E foi esse entusiasmo que levou Lurton a se tornar uma espécie de consultor informal do Casa Tés, projeto do advogado Pedro Testa em São Sebastião da Grama, em São Paulo, divisa com Minas Gerais. “É um envolvimento amigável. Nos vinhos, dou apenas a minha opinião como amigo e acompanho de perto o seu progresso”, define o enólogo francês. Os dois se conheceram por amigos em comum e nas duas ou três vezes que Lurton passa por São Paulo por ano (sua mulher é brasileira), ele aproveita para visitar o projeto, provar os vinhos e dar as suas sugestões, da poda aos blends.
NOVA SAFRA
O tinto da safra de 2022 é o primeiro exemplo de como essa consultoria informal de Lurton pode dar resultado. O Paladar provou o vinho com exclusividade e pôde notar as diferenças em relação à safra anterior.
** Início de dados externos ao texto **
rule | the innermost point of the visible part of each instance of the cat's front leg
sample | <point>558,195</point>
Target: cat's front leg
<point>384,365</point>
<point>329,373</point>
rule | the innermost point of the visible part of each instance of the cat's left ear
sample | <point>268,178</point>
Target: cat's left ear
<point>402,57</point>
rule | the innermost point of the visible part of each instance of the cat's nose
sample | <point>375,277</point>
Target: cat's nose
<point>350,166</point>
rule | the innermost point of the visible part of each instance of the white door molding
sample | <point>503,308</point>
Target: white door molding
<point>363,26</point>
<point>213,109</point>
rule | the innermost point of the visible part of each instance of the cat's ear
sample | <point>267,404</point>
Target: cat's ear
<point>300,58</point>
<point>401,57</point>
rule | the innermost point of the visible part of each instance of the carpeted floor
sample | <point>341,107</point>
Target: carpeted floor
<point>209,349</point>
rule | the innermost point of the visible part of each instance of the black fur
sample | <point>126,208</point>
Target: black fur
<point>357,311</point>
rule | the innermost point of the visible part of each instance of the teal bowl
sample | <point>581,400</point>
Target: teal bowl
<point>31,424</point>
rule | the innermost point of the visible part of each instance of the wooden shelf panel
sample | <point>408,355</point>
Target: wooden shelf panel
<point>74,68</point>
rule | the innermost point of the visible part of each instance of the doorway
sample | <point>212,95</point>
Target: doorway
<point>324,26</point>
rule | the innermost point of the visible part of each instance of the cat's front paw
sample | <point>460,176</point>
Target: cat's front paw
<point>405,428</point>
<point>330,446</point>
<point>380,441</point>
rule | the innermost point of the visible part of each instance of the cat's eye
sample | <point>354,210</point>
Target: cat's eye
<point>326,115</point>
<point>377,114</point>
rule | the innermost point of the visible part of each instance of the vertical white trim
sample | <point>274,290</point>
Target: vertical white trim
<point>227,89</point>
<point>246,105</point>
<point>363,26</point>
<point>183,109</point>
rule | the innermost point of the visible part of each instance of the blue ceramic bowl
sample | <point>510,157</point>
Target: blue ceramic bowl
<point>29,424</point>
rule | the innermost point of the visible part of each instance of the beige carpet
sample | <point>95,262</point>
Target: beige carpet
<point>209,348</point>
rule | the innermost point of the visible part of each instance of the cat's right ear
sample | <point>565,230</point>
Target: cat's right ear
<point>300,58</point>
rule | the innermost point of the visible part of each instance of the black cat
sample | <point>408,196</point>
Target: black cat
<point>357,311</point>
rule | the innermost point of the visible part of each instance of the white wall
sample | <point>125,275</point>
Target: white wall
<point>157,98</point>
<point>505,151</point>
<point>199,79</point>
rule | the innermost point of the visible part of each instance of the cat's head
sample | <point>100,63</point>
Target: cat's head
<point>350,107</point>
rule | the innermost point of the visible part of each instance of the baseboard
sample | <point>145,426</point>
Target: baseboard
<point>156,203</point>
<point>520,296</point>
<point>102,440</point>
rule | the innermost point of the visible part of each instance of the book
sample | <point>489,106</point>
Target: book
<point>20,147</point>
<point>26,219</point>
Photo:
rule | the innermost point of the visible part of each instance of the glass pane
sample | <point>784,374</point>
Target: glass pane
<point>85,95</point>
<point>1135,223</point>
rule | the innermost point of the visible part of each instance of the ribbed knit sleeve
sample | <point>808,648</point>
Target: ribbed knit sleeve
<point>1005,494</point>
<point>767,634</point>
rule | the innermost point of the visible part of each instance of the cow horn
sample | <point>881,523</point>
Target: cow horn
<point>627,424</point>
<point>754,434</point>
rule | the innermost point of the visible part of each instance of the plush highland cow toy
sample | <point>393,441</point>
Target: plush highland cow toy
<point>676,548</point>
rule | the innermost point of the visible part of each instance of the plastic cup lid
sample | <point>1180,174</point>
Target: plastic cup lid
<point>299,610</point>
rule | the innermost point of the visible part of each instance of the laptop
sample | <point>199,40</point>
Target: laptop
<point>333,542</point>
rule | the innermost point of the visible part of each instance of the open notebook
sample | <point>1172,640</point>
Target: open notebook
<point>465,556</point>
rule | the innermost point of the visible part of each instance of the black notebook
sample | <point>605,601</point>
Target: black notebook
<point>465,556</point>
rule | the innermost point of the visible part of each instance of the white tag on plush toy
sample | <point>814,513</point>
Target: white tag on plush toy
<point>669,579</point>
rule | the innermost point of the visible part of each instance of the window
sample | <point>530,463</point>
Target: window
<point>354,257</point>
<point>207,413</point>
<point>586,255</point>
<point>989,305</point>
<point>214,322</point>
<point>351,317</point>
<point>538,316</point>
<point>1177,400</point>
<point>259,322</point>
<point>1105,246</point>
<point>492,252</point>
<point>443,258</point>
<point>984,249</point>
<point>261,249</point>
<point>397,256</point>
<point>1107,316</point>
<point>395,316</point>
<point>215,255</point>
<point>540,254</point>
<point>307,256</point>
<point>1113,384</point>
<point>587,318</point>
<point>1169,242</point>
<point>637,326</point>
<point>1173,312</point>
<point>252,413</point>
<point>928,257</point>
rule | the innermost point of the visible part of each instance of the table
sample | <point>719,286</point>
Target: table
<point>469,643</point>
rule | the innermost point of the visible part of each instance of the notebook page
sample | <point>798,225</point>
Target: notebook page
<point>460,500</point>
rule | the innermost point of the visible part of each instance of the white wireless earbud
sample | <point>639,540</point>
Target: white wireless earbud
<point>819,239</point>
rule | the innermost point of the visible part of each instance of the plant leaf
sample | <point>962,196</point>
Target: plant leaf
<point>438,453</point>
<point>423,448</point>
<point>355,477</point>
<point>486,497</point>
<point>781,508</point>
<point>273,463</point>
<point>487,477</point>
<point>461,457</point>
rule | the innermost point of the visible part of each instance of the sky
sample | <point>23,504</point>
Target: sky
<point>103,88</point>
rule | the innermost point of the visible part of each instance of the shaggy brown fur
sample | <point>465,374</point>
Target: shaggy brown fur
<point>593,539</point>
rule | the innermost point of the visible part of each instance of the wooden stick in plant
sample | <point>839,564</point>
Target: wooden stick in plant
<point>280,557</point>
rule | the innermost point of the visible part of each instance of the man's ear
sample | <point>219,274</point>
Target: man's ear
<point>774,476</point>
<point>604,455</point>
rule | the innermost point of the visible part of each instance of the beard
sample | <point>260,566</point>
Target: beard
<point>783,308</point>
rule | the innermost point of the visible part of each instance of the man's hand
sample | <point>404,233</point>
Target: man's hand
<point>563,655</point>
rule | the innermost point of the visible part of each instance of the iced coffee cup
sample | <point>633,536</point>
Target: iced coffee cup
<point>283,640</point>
O primeiro ponto é que o 2022 é um tinto bem mais fresco, com destaque para as notas de frutas vermelhas também frescas e maior profundidade em boca, enquanto o 2021 é mais “pesado”, concentrado e de frutas mais maduras. Segue as tendências internacionais de vinhos mais equilibrados e não tão potentes.
Nas uvas, Lurton também sugeriu uma mudança no blend: em 2022, há apenas cabernet franc e merlot, enquanto 2021 tinha também 10% de cabernet sauvignon. “Não é o terroir de Bordeaux, mas as características da cabernet franc, principalmente, são promissoras no Vale da Grama”, diz Lurton. Seu destaque é para a maneira como a variedade amadurece, sem as notas mais verdes que a caracterizam em vários de seus vinhos mundo afora.
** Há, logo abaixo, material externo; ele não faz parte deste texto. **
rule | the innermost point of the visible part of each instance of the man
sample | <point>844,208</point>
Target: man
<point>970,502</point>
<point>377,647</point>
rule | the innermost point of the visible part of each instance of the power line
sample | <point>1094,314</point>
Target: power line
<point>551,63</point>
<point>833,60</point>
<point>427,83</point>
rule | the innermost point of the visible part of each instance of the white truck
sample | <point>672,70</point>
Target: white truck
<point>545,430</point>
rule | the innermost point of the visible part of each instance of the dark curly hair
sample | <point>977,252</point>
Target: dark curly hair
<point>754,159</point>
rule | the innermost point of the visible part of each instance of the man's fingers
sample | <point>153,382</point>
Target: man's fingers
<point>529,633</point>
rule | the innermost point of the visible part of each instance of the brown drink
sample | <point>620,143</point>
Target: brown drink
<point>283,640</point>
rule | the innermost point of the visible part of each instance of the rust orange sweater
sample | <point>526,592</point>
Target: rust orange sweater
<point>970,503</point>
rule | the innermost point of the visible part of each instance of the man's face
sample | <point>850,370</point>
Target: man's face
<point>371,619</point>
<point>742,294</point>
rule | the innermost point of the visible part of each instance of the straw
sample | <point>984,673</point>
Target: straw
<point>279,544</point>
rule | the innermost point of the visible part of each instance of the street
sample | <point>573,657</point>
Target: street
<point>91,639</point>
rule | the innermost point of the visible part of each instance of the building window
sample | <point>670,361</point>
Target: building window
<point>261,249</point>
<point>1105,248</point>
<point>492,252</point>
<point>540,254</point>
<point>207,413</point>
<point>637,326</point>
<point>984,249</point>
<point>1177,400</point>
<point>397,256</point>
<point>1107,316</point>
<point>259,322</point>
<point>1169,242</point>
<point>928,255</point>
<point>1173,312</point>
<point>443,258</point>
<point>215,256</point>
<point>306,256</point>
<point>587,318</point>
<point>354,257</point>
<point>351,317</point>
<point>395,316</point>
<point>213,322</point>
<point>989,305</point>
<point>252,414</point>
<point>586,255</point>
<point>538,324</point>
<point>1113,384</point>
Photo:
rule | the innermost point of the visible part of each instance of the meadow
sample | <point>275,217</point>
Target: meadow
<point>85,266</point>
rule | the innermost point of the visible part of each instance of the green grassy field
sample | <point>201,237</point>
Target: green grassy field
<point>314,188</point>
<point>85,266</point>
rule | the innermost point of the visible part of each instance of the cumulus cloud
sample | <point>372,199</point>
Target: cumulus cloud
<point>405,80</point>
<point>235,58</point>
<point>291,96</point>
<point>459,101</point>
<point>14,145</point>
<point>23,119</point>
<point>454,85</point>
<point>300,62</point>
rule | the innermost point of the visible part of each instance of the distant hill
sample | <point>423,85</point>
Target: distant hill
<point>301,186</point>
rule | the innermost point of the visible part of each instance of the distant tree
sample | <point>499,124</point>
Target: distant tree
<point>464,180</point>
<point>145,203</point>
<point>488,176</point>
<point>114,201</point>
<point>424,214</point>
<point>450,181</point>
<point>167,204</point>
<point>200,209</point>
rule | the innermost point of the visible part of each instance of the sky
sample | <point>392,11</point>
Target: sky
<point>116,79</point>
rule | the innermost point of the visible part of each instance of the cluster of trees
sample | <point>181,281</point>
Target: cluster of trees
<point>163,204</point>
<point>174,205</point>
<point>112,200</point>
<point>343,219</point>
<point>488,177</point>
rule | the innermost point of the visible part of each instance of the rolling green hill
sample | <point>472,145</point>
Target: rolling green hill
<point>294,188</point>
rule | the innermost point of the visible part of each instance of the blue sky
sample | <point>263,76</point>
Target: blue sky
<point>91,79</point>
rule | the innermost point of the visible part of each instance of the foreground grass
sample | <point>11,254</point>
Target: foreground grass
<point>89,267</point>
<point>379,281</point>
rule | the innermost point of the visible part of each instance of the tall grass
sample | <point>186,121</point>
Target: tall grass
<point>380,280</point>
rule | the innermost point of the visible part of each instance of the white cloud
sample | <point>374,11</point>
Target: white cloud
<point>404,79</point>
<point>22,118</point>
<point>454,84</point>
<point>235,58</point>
A nova garrafa acompanha essa mensagem, mas aqui o advogado Testa ainda precisa acertar no modelo – nem tanto a imponente garrafa de 2021 e nem tanto a simplicidade da atual. O vinho deve ser lançado em breve, com alocações pequenas para alguns restaurantes brasileiros e clientes. O preço ainda não está definido.
TERROIR DA ROÇA
O projeto é pequeno: são 7 hectares de vinhedos ainda jovens, cultivados com a técnica de dupla poda ou poda invertida (aquela em que irrigação e hormônios garantem que a videira dê frutos no inverno). Para Lurton, visitar os vinhedos do Vale da Grama é também uma maneira de conhecer mais sobre essa técnica de cultivo que faz as videiras produzirem frutos fora de época, mas em um período de pouca chuva e de maior amplitude térmica na região Sudeste e Centro-Oeste.
As vinhas são plantadas em um solo vulcânico, com porcentagens de granito e argila. “Nossa ideia é manter o projeto pequeno, chegando a 9 hectares no máximo”, diz Testa, que define o Vale da Grama como o “terroir da roça”, pelas suas características de interior paulista – do outro lado do Vale da Grama está a Fazenda Rainha, do café Orfeu, aquela que tem uma capela projetada por Oscar Niemeyer, e que pode ser avistada dos vinhedos.
Entre as variedades plantadas, estão as tintas merlot, a cabernet franc, a cabernet sauvignon e a syrah, e as brancas sauvignon blanc e sémillon. Na vinícola, há modernos tanques de concreto, em formato de ovo, e de inox. E neste ano a produção deve chegar a 12 mil garrafas. Agora é acompanhar a evolução dos vinhos.